When a module is transformed into v8's format, it's done in a manner that goes in circles, yet for our uncomplicated illustration, this looping doesn't happen. The rationale for this is that there aren't any dependencies being pulled in.

Whenever the module-to-v8 conversion occurs, it requires a particular callback:

• module_resolve_callback In scenarios where there are dependencies, v8 leverages this callback to acquire their references. However, in our instance, this callback won't be invoked due to the absence of dependencies.

--

This marks the completion of the loading phase. Quite a journey it has been! We delved into numerous concepts, progressing from nothing to a fully loaded module. The process of module loading is deemed finalized once instantiation takes place. Now, let's return to examining the worker code:

pub async fn execute_main_module(
    &mut self,
    module_specifier: &ModuleSpecifier,
  ) -> Result<(), AnyError> {
    let id = self.preload_main_module(module_specifier).await?;
    self.evaluate_module(id).await
}

The loading process is now complete.
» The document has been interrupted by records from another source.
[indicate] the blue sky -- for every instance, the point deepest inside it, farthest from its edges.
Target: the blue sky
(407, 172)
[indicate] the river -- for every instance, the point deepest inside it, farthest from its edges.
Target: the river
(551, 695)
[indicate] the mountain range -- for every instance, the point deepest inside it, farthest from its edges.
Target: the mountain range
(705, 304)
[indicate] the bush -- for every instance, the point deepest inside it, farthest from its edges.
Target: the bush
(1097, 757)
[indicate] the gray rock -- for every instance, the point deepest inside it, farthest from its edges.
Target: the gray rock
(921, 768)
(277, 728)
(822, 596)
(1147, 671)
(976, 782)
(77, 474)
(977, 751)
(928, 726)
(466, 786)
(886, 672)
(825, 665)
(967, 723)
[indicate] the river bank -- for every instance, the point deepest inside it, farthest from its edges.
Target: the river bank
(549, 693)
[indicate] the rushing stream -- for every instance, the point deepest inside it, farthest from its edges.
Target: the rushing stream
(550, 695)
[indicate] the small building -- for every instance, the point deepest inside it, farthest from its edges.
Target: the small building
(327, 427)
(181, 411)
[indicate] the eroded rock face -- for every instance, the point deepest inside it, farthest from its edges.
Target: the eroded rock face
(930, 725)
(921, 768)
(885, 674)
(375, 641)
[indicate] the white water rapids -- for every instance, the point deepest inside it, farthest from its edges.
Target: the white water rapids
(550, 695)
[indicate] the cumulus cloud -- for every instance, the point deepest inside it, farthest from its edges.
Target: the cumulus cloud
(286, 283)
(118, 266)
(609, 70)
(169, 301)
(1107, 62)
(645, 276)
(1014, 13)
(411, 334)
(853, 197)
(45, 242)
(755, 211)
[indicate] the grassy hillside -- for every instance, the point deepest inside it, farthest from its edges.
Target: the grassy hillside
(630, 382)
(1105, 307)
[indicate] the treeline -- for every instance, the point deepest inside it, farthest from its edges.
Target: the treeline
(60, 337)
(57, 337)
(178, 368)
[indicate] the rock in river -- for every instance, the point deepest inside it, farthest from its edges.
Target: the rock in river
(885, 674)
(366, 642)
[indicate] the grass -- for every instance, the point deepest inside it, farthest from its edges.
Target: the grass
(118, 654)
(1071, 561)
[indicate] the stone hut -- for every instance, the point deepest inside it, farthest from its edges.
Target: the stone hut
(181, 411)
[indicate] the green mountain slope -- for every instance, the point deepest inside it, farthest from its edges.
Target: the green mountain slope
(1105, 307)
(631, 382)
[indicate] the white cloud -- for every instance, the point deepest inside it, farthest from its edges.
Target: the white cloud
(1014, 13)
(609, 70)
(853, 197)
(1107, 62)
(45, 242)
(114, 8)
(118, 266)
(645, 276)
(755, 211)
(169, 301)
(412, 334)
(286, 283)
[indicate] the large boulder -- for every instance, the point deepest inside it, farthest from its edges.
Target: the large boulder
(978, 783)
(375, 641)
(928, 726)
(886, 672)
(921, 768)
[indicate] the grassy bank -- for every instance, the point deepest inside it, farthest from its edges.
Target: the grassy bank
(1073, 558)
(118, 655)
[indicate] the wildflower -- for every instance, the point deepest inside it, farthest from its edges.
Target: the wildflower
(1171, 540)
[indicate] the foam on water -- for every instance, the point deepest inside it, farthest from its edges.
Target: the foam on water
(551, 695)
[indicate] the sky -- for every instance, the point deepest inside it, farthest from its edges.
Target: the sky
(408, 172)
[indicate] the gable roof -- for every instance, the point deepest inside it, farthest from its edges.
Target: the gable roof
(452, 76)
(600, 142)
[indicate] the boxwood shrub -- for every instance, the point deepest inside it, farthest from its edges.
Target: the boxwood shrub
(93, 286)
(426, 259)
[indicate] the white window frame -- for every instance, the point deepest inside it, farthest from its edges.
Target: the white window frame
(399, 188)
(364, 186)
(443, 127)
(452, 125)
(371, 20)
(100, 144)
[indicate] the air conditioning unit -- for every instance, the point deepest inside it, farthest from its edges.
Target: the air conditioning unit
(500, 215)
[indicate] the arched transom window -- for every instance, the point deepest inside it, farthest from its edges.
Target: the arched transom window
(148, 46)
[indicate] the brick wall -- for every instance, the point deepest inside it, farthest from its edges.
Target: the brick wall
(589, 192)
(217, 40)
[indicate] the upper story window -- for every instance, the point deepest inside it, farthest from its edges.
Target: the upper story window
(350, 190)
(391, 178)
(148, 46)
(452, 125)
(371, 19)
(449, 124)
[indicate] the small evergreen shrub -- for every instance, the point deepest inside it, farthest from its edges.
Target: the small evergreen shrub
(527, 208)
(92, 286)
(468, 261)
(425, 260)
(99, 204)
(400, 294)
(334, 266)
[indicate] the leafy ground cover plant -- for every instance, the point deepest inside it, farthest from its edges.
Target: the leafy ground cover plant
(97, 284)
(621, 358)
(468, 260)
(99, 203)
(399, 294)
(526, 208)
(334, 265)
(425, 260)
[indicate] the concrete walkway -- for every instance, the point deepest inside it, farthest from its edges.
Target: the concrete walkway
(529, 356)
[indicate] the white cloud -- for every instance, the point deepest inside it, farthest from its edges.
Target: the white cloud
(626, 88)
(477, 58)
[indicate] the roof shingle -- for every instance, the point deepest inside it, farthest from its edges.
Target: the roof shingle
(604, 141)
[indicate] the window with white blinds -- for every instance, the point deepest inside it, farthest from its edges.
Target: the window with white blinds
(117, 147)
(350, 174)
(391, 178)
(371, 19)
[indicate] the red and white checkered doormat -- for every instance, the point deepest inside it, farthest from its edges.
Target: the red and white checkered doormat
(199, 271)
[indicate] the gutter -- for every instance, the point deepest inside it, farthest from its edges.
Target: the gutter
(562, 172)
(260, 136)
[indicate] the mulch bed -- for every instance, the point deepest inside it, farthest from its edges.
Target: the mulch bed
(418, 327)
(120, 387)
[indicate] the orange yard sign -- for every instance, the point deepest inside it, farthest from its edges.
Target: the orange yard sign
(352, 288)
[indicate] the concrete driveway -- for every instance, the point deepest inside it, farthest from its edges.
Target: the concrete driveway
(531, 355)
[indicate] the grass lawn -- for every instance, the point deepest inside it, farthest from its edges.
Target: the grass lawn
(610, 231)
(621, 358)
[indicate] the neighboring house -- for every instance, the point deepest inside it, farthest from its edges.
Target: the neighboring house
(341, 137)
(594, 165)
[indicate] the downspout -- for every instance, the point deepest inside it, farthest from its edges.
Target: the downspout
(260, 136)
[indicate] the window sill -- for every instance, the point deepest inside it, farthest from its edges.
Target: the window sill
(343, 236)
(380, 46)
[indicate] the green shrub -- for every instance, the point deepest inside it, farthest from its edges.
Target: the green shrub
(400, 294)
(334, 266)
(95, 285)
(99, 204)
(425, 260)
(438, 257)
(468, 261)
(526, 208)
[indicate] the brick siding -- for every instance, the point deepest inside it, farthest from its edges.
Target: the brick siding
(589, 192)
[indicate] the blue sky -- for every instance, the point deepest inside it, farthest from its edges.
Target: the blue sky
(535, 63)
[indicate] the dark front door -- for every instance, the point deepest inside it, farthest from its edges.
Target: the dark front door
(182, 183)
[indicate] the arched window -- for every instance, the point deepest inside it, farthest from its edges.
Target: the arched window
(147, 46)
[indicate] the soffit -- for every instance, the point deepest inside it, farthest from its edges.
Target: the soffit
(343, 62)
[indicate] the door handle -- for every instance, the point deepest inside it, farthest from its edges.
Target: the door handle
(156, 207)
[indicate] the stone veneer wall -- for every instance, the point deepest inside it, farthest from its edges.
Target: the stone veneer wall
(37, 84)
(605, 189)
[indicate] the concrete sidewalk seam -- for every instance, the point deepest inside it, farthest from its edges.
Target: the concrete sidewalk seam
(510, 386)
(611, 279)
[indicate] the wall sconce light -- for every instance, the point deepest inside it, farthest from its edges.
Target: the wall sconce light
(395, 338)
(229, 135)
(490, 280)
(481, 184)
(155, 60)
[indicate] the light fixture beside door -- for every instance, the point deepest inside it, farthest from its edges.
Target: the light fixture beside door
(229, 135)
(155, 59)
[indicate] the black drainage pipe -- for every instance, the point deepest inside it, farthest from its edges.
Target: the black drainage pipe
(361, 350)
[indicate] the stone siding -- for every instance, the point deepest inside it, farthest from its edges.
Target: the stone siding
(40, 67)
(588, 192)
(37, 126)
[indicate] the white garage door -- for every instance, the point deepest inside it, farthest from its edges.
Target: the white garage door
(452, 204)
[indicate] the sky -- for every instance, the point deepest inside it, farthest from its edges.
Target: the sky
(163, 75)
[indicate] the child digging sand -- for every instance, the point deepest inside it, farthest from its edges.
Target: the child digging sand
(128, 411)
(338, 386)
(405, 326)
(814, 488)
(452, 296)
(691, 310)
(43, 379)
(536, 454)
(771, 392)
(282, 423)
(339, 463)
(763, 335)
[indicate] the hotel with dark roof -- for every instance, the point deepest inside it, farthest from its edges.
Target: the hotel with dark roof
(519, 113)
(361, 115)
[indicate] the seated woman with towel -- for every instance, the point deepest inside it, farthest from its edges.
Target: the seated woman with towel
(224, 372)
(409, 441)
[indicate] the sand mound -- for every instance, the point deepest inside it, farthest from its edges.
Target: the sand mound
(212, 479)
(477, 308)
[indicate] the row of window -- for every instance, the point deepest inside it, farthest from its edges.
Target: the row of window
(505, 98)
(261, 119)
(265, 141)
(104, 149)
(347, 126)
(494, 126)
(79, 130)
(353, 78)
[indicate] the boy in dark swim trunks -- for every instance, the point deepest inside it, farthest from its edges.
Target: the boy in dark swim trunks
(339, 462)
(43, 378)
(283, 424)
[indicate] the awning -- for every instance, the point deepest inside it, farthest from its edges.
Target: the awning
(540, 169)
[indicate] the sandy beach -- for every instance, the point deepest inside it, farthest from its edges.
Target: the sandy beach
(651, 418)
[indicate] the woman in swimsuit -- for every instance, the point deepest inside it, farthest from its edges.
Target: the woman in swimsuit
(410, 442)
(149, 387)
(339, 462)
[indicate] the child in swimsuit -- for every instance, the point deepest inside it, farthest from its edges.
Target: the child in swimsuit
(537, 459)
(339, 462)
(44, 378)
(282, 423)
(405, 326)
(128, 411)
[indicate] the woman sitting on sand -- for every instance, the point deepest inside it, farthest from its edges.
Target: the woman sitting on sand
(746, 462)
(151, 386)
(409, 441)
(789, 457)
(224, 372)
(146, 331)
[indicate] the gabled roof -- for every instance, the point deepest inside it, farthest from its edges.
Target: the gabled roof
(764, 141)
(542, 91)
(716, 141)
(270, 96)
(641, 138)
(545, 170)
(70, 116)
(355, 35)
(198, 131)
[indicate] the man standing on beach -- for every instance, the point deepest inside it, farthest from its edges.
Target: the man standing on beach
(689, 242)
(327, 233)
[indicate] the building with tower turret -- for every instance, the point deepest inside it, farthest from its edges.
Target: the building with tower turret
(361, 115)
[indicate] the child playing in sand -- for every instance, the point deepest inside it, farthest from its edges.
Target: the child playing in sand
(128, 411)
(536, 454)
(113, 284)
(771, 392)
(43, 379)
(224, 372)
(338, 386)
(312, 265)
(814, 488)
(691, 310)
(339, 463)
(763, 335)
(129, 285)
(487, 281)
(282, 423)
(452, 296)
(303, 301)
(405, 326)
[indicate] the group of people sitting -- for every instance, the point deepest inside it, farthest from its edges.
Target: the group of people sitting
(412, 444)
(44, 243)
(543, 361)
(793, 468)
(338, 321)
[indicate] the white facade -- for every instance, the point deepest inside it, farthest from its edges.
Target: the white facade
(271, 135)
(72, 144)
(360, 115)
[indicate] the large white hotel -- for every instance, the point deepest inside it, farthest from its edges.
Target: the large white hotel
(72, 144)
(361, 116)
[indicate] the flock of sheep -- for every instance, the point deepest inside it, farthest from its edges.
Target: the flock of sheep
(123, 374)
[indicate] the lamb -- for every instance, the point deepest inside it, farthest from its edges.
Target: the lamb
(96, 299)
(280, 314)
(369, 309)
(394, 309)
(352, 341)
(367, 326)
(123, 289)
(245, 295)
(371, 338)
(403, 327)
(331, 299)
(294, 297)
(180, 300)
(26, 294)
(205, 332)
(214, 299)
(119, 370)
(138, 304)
By this stage, all the modules along with their necessary dependencies have been obtained, stored in memory for quick access, transformed into a suitable format for execution, compiled if needed, and successfully brought into the V8 engine. Moving forward, the subsequent and final action in the execute_main_module sequence entails assessing the module's content using the primary module ID. This evaluation of the module essentially involves executing its instructions. And so, at last, the moment has come to set our code into motion.